Les nouvelles, là non plus, ne sont pas bonnes…

« Le rapport montre que près d’un tiers des amphibiens, plus d’un oiseau sur huit et près d’un quart des mammifères sont menacés d’extinction. Pour certaines catégories de plantes, comme les conifères et les cycadacées, la situation est encore plus préoccupante, avec 28% et 52% d’espèces menacées respectivement. » Source IUCN

Que faut-il en conclure? Qu’à force de petites variables de-ci, delà, de journée de la Terre, puis des chiens, des chats, ce cumul de jours ne fait pas une année, en aurions nous mille en un an! Cette réponse fragmentaire, cette absence totale de vision systémique et cet habillage condescendant ne nous mène à rien.
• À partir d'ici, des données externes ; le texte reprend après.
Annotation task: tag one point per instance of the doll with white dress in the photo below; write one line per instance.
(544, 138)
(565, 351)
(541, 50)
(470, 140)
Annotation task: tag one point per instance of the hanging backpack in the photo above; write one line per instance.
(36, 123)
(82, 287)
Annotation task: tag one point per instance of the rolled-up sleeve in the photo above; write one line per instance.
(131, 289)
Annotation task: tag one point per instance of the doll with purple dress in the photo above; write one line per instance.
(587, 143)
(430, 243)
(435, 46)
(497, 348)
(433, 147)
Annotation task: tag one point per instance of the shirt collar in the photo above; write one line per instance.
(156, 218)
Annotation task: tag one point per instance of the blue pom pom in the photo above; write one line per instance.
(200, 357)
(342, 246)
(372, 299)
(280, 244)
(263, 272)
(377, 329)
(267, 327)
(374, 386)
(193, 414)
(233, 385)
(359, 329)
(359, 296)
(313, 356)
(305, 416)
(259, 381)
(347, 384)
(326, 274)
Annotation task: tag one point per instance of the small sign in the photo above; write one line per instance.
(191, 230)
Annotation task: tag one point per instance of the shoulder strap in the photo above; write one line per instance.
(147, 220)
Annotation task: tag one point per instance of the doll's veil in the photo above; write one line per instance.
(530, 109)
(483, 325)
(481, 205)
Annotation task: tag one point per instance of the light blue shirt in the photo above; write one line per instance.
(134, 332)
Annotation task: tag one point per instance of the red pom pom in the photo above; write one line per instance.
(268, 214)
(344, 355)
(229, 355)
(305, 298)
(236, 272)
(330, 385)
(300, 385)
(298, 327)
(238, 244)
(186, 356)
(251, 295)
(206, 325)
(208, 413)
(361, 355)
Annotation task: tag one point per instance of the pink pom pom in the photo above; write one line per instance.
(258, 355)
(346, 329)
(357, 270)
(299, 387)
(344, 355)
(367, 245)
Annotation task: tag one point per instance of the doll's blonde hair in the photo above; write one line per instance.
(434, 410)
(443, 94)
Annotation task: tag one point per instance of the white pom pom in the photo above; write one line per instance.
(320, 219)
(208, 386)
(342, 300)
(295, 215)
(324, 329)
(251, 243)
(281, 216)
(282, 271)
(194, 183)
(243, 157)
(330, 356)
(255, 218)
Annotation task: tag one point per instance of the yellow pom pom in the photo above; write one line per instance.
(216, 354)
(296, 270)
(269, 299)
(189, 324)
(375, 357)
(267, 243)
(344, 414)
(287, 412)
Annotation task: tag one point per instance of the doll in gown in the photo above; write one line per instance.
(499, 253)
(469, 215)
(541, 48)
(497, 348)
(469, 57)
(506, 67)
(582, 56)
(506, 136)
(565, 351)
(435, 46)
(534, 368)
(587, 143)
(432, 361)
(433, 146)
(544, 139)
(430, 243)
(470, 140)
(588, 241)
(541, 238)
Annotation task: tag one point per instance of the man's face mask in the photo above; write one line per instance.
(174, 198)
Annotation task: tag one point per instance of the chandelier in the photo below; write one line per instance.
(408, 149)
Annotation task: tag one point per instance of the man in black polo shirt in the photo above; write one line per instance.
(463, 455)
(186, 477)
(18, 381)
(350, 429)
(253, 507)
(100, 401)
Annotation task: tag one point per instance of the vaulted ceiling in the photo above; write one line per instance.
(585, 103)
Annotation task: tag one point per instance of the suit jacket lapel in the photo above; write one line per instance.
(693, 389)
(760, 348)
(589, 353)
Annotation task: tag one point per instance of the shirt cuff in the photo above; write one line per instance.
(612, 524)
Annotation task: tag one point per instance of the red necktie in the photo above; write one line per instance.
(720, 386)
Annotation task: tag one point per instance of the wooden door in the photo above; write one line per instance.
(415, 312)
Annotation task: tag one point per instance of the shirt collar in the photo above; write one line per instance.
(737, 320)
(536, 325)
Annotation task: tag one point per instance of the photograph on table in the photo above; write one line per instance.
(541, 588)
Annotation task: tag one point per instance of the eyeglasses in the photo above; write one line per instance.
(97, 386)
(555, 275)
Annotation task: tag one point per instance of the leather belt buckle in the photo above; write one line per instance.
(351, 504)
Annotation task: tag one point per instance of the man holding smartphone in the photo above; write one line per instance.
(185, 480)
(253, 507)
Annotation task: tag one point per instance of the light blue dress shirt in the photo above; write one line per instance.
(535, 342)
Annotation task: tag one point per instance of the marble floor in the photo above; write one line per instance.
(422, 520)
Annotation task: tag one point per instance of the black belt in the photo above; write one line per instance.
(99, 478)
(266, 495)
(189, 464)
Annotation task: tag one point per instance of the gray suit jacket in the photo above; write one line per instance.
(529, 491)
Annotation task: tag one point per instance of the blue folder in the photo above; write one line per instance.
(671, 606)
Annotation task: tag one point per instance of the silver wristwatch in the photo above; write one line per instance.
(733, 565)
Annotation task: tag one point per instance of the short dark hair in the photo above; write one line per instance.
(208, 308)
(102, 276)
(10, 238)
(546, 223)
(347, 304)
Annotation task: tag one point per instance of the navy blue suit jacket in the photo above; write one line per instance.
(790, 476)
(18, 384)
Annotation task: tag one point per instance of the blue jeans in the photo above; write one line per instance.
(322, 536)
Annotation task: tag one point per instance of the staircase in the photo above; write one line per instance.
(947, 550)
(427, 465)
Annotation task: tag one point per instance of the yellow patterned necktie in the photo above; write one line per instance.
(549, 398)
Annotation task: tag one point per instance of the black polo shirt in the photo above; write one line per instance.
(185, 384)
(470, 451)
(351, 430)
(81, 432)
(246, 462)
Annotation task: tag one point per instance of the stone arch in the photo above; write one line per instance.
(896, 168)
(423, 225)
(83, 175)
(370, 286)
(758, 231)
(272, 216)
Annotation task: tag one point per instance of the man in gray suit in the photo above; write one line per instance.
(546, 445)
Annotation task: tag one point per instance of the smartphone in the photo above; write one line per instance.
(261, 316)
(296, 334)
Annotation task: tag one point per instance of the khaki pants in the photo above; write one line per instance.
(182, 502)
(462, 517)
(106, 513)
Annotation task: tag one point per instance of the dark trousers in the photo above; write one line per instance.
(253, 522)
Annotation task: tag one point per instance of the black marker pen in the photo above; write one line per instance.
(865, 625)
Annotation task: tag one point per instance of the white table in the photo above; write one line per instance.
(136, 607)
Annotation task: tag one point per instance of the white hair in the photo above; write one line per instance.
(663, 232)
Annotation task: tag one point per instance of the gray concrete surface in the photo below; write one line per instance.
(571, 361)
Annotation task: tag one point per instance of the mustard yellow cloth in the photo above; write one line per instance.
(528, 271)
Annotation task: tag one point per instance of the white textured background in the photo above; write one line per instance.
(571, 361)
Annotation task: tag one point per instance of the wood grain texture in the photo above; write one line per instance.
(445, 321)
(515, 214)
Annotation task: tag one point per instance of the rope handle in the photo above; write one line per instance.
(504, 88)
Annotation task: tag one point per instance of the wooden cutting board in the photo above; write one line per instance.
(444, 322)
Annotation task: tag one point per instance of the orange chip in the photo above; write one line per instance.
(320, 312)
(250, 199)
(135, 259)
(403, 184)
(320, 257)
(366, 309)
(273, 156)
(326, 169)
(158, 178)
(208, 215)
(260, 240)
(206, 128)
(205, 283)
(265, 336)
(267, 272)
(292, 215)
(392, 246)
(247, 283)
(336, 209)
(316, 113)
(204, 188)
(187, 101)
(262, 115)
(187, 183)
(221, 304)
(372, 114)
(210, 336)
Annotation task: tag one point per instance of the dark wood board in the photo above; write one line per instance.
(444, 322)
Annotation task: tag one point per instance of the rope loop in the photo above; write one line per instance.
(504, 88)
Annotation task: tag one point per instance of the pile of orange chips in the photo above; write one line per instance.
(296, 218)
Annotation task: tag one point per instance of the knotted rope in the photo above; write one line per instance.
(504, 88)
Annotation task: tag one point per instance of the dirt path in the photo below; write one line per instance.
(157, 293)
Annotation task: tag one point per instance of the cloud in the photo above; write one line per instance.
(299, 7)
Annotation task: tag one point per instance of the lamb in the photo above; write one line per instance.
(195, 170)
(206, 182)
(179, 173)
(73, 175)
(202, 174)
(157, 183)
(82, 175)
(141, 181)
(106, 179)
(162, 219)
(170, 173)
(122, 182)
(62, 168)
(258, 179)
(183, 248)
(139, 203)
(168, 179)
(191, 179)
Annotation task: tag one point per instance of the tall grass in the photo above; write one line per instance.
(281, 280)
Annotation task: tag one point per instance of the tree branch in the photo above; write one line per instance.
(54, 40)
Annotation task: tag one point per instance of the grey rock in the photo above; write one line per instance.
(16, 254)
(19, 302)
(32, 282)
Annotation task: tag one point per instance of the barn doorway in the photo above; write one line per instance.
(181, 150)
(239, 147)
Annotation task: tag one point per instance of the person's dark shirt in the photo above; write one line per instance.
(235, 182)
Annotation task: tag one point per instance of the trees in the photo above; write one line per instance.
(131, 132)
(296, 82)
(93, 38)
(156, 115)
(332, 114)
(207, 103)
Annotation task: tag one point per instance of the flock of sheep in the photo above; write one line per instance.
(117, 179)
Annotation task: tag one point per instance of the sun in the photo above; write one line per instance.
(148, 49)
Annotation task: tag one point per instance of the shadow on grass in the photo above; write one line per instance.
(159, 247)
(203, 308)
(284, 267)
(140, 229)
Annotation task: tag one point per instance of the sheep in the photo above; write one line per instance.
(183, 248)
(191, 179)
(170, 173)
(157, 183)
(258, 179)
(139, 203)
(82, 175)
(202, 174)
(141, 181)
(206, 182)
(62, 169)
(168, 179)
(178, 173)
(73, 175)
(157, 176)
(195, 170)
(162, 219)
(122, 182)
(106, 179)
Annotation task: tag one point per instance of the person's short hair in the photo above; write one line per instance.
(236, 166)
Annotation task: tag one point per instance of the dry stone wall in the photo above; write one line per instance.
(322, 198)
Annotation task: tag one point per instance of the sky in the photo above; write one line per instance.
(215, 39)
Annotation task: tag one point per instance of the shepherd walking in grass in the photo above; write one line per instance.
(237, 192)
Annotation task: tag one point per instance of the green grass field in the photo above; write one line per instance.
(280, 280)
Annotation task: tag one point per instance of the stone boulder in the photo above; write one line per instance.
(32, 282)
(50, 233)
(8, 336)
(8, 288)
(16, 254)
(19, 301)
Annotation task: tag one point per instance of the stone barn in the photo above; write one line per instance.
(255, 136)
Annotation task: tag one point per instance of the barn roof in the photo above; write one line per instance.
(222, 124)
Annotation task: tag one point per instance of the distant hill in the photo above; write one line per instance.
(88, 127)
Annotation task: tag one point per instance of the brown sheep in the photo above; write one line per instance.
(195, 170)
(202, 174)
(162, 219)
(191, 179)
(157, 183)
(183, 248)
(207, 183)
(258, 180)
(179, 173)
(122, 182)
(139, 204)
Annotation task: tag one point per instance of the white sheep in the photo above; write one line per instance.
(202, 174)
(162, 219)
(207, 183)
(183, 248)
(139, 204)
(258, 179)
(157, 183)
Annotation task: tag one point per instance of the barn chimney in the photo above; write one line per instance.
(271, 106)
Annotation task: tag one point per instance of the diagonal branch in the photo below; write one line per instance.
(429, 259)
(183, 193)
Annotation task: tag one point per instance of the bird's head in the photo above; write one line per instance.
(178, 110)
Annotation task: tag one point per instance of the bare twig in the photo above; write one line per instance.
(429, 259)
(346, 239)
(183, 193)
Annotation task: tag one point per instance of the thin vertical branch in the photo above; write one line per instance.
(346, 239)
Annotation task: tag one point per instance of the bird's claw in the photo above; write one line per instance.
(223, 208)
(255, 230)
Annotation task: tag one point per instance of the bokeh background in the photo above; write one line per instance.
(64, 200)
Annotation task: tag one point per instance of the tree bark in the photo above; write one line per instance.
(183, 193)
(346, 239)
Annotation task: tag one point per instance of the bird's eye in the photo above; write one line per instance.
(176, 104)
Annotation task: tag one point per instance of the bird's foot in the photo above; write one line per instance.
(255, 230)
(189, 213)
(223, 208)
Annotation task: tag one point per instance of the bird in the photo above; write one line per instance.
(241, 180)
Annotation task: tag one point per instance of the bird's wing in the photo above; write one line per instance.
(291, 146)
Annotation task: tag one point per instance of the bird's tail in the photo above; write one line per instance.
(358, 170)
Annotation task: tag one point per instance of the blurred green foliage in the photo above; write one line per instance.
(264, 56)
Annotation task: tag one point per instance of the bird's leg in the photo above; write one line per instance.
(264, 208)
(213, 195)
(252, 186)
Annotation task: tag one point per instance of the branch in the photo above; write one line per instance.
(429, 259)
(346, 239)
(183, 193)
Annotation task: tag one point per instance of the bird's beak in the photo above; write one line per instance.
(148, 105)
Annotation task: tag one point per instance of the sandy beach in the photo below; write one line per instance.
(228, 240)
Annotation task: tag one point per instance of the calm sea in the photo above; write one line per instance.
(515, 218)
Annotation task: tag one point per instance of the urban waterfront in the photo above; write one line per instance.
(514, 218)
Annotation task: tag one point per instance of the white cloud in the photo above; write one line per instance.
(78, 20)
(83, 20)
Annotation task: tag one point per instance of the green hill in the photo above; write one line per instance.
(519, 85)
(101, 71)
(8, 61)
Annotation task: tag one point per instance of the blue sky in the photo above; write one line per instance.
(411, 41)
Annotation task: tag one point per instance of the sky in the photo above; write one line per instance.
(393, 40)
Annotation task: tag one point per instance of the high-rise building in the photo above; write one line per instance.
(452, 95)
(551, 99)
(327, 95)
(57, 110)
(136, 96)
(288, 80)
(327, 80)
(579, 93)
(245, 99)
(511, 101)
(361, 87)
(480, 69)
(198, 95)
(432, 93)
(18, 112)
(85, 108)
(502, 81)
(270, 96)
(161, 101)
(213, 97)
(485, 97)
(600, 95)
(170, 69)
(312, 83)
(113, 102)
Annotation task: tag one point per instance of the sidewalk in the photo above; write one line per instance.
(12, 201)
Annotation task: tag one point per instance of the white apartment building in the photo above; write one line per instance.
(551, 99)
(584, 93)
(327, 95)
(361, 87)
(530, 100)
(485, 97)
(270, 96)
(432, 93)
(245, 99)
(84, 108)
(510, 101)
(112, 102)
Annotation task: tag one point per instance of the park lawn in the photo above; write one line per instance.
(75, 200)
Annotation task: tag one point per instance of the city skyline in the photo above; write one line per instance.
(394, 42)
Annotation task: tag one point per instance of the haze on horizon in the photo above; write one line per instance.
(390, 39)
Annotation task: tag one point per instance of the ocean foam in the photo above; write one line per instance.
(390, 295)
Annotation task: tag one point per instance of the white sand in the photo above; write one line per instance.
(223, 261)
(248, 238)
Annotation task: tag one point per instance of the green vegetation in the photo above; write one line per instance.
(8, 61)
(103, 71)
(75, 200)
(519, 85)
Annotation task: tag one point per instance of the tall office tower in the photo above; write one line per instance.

Oh, bien sûr, nous sommes à l’image des hommes que croisait Zarathoustra en descendant de sa montagne « Et ces gens clignent des yeux en disant : nous avons trouvé le bonheur! » (Nietzsche)

Mais pour quoi ? Plus de matière et moins de vie ? Si nous cumulons les handicaps : climat, eau, déchets, biodiversité… et que nous laissons ces interactions se poursuivre, nous aurons, in fine, pris du temps au temps, accéléré et amplifié ce que nous n’avons vu qu’en partie. Ce cumul nous sera fatal. Nous savons pertinemment que le maintien de la biodiversité n’est pas un geste élégant de gentlemen désoeuvrés. Au bout de cette chaîne il est un animal qui en subira les conséquence : nous.

L’IUCN aurait pu écrire ce rapport en parlant non à notre esprit mais à notre instinct : cet animal blessé qui se suicide est bien l’espèce humaine. Mais il est aussi doté d’un esprit et capable d’une abnégation formidable. Je ne cesse de voir naître mille initiatives individuelles qui feront peut-être un autre monde. Il est temps de faire plus confiance à notre intelligence collective qu’aux capacités de certains à être plus malins pour gagner ce qu’ils croient être un bénéfice immédiat.